'Leaving Neverland' Director Dan Reed has responded to criticism from Michael Jackson's family following the two-part documentary's weekend Sundance premiere.
In a statement obtained by The Hollywood Reporter, the Jackson estate said:
"The film takes uncorroborated allegations that supposedly happened 20 years ago and treats them as fact," the statement read.
"Michael always turned the other cheek, and we have always turned the other cheek when people have gone after members of our family — that is the Jackson way. But we can't just stand by while this public lynching goes on. … Michael is not here to defend himself, otherwise, these allegations would not have been made."
But Reed is standing by his documentary, dismissing their claims.
"It is a four-hour documentary by an experienced documentarian with a long track record in investigation and telling complex stories, and this is a complex story," Reed told THR.
"So I'd say it's beyond doubt a documentary. Anyone with any knowledge of that form would recognize a documentary. A four-hour piece, is that a tabloid? I didn't characterize Jackson at all in the film — I think if you watch it you'll have noticed that it's a story about these two families and Jackson is an element of that story. But I don't seek to characterize him at all. I don't comment on Jackson.
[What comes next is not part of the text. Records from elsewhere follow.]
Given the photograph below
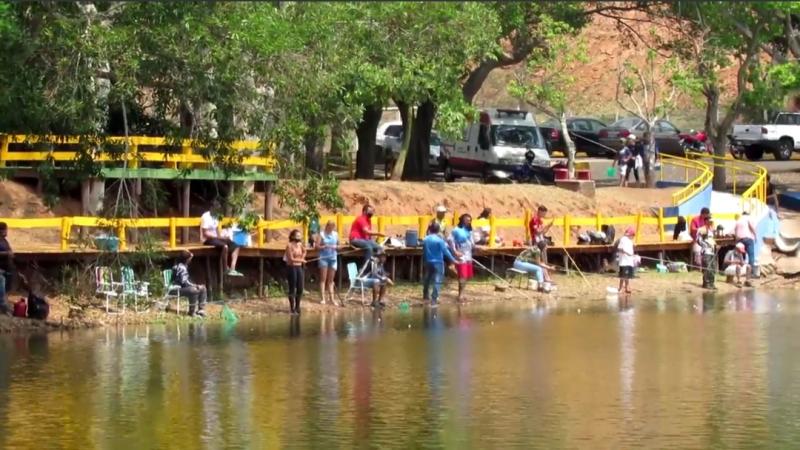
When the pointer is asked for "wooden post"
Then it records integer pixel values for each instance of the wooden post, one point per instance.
(186, 186)
(638, 227)
(268, 188)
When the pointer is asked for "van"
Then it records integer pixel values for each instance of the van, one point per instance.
(495, 146)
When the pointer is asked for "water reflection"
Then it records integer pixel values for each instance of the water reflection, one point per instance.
(707, 371)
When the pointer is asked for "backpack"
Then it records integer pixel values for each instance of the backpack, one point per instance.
(38, 308)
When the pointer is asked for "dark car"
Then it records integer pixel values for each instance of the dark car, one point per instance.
(667, 135)
(584, 132)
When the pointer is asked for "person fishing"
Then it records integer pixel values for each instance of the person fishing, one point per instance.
(434, 253)
(461, 244)
(295, 257)
(530, 261)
It's not a film about Michael. ... The film itself is an account of sexual abuse, how sexual abuse happens and then how the consequences play out later in life."
The film reportedly follows two adult accusers — Wade Robson and James Safechuck who detail their alleged relationships and abuse and the hands of Jackson.
"They have a very precious asset to protect," Reed says.
"Every time a song plays, a cash register goes 'ka-ching.' It doesn't surprise me that they've come out fighting in defense of their asset."
HBO will be premiering the doc in March premiere.